‘Jimmy Award’ puts Hinsdale Central student at top of class in terms of attitude
Jimmy Camalick (left) and Hinsdale Central catcher Eric Gnippe.This marked the second year, Gnippe won the "Jimmy Award," a scholarship named in Camalick's honor.
Updated: July 3, 2012 10:23AM
Among the Hinsdale Central Class of 2012 are National Merit Scholars, students with perfect ACT scores, scholarship-winning athletes, outstanding musicians and future doctors, lawyers and teachers.
Scores of accolades will be and have been heaped on these teens, with just about every single one of them heading for colleges and universities come August and September.

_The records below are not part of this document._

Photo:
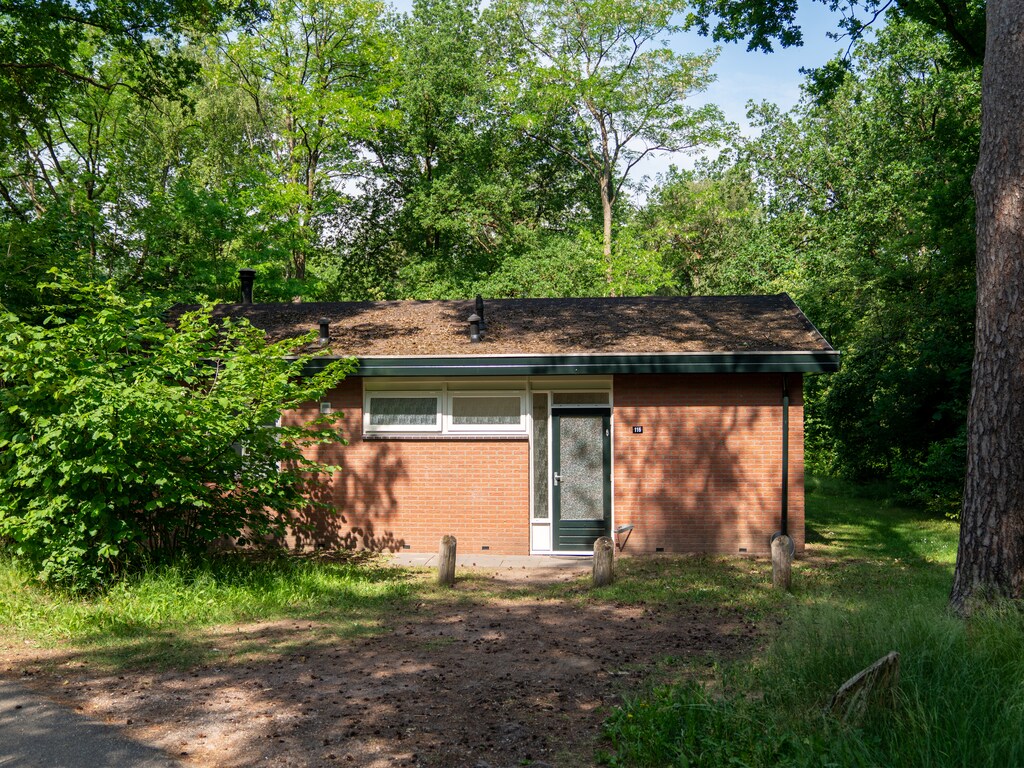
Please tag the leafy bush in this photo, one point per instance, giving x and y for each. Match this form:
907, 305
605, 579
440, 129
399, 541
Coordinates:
124, 439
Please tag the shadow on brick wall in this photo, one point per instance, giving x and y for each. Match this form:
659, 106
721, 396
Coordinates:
353, 507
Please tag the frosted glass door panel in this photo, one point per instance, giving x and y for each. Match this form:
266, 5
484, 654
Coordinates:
581, 476
583, 468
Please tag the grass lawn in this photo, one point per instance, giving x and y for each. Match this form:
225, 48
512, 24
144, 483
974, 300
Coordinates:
875, 579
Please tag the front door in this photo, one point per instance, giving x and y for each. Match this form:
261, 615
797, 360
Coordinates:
581, 479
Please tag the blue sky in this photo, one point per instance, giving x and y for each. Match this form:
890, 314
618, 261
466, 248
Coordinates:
747, 76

But within the breathtaking flurry of recognitions, honors and scholarships, are quite a few less well-known, but as impressive, accomplishments such as the one that graduating senior Eric Gnippe earned for the second year in a row.
This scholarship, for $500, is called the “Jimmy Award” and it is given annually to a Hinsdale Central varsity baseball player who exhibits the best, more persevering, inclusive and uplifting attitude. Team members personally select the award recipient by ballot, so the winner is truly an appreciated player.

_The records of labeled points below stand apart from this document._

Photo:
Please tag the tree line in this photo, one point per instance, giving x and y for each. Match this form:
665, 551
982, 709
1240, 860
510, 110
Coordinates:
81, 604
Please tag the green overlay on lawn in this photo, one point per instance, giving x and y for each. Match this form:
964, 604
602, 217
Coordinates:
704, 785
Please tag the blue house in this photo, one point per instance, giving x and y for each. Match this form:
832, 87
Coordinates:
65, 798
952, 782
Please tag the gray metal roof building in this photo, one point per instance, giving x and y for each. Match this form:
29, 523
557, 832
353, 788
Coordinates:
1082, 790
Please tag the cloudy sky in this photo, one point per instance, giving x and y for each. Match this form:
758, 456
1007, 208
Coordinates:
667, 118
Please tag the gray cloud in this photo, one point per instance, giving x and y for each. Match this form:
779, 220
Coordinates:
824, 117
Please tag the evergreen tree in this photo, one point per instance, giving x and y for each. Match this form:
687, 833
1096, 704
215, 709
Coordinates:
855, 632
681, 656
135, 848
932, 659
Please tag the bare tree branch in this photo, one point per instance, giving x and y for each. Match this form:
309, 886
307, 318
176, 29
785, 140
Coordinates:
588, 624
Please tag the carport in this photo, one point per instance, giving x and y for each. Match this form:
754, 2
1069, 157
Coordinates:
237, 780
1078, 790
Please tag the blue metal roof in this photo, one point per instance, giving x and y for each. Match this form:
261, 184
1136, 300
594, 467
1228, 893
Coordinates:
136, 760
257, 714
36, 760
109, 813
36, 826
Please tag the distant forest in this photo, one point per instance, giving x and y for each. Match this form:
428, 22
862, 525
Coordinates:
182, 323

The Camalick family of Burr Ridge sponsors the “Jimmy Award” in honor of Jimmy Camalick, the oldest of Vicki and Jim Camalick’s eight children—five sons and three daughters. Jimmy, a 2000 Hinsdale Central graduate, is confined to a wheelchair with Duchenne muscular dystrophy and at 30 years old is already beating the odds for the disorder which usually claims its victims in their teens and 20s.
His disability does not prevent him from attending virtually every single Hinsdale Central baseball game, as well as watching and following not just local teams but national ones as well. So crazy for and about baseball he is that he’s been known to offer his brothers and their friends lots of feedback on their playing. In fact, three of his four brothers have been crazy for it too. It was when his brother Josh, Class of 2006, was playing that the “Jimmy Award” started under the suggestion of then-baseball coach Tom Dorrance, according to Vicki Camalick. Jimmy’s brother Jacques graduated from Central last year and is playing baseball in college, and now only two Camalicks remain at Hinsdale Central — Justice who is a junior and played on the varsity baseball team this year and Jared who is a freshman and who has forgone baseball in favor of lacrosse.

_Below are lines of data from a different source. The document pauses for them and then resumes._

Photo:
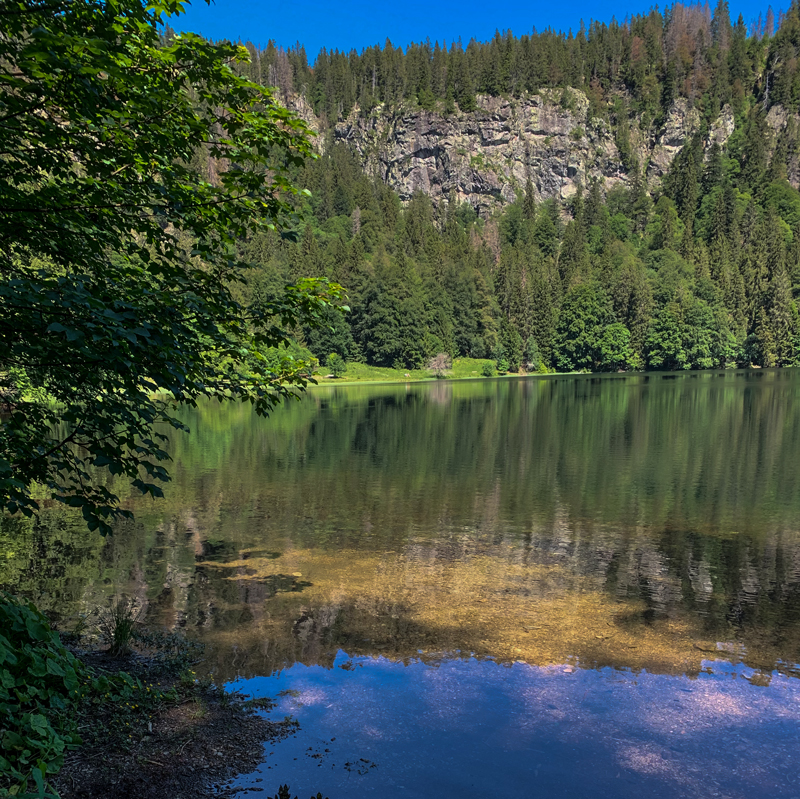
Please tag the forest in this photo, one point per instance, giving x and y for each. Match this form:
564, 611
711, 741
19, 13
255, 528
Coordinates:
700, 271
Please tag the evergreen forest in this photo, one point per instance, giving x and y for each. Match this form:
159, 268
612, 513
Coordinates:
699, 271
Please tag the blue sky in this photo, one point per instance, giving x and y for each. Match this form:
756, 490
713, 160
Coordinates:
348, 24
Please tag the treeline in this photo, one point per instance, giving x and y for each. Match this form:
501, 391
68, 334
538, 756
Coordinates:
703, 273
644, 62
706, 275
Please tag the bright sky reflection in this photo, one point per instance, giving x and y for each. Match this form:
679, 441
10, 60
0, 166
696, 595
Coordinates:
475, 728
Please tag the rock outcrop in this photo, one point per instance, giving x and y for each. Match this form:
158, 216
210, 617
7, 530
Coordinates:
486, 157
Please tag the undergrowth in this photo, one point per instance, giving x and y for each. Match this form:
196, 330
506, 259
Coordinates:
48, 695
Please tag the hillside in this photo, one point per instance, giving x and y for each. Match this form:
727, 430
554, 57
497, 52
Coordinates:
621, 198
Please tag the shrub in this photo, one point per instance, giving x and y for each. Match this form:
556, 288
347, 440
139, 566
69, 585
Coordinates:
118, 626
440, 364
336, 364
39, 679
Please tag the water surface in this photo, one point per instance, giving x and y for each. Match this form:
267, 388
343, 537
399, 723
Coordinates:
584, 585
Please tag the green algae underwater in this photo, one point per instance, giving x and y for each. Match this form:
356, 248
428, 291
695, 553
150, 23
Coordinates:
642, 524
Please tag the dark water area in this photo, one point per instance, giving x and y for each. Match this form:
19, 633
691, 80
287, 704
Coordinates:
568, 585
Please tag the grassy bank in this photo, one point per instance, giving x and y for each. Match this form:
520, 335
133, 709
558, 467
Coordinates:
462, 369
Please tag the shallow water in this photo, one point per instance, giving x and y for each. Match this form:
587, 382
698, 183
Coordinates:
585, 585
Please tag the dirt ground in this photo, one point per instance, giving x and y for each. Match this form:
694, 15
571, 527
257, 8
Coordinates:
188, 751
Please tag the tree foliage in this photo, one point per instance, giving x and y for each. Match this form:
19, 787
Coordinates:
130, 168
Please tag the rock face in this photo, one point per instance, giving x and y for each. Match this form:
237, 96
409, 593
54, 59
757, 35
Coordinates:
486, 157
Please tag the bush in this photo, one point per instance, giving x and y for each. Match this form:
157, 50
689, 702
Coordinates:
118, 626
440, 364
46, 692
39, 680
336, 364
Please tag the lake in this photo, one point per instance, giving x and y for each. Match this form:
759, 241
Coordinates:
569, 585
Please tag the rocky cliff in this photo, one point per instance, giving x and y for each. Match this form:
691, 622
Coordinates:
486, 157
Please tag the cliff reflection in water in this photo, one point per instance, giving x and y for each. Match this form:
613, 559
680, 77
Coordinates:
645, 521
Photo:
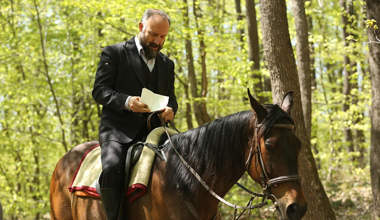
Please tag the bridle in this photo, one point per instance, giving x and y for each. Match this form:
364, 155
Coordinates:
267, 183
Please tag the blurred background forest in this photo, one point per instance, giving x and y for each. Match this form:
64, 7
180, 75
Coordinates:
48, 58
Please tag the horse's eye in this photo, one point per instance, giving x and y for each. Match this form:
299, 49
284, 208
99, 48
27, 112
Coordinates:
269, 147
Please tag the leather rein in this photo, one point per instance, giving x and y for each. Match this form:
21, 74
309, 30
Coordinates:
267, 183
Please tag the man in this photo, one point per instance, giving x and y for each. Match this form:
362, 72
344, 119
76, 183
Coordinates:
123, 71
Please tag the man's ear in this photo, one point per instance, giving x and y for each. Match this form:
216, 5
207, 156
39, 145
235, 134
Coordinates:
287, 102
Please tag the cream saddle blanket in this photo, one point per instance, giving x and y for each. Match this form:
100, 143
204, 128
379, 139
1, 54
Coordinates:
90, 167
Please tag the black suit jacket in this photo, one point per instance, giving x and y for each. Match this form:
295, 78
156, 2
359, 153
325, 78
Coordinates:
120, 75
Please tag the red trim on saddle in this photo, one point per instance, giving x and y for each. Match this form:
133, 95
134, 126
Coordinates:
71, 188
133, 189
87, 191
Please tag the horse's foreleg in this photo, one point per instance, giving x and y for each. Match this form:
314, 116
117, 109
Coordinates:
87, 208
60, 204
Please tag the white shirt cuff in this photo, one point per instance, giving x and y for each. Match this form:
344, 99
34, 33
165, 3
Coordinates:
126, 106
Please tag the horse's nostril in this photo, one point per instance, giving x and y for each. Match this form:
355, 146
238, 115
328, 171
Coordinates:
291, 211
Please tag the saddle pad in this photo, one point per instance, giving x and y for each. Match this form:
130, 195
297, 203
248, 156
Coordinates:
87, 173
83, 183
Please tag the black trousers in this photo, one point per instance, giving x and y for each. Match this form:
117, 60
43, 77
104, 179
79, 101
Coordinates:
113, 156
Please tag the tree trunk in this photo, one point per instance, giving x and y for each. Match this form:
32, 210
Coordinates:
200, 107
303, 60
254, 49
347, 73
279, 54
373, 12
239, 17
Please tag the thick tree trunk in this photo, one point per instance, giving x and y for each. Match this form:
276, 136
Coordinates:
373, 12
303, 60
279, 54
254, 49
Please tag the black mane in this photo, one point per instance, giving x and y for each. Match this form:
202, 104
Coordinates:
214, 149
211, 149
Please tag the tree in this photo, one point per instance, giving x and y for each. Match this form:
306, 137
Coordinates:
303, 60
373, 14
281, 63
254, 50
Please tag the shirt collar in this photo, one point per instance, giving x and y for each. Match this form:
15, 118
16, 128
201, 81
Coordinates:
138, 45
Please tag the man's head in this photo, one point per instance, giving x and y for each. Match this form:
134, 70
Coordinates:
154, 27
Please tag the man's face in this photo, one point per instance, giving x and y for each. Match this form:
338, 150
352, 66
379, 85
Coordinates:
152, 36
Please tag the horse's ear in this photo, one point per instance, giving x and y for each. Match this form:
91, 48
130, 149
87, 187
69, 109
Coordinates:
287, 102
257, 108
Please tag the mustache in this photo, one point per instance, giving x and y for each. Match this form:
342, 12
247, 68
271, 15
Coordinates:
152, 44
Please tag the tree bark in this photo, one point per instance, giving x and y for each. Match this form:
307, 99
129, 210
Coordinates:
254, 49
200, 107
279, 54
239, 18
346, 7
373, 12
303, 60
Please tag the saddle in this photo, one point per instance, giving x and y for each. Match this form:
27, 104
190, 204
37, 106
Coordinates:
139, 161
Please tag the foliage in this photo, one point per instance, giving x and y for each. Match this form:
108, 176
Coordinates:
49, 55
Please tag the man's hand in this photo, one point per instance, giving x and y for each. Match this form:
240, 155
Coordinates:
168, 114
135, 105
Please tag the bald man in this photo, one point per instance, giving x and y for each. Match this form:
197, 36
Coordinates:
123, 71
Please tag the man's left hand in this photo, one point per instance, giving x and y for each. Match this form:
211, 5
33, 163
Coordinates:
168, 114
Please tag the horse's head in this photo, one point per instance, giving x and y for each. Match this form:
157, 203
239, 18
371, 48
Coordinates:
272, 159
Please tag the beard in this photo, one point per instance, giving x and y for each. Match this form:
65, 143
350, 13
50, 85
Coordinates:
148, 52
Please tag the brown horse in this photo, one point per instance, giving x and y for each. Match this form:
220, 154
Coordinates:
260, 142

The Camalicks themselves are a remarkable, energetic and welcoming family—the sort that offers to be the host for a pasta party for 24 voracious bull-in-the-china-shop boys the day before the party and they do it with graciousness and ease.
“You realize, nothing is ever perfect,” laughed Vicki, “and with Jimmy it makes you realize what’s important. The most important thing is you spend time together as a family.”
For Eric Gnippe, who won the “Jimmy Award” last year as a junior and again this year as a senior, this is a great honor indeed.
“It means a lot to me,” he said.
Gnippe is a catcher, but starting or not, he has a distinctive view of his role, which he takes by paraphrasing John F. Kennedy quote: “What can I do for my team and not what can my team do for me,” Gnippe said.
When he does get discouraged, he looks up to the stands and he sees Jimmy watching and Jimmy’s efforts to show up and his support motivates Gnippe.
When giving Gnippe the award this year, Mark Wittkamper, assistant baseball coach, noted that Gnippe always has an encouraging word for each player on the team and pays attention to what each is doing.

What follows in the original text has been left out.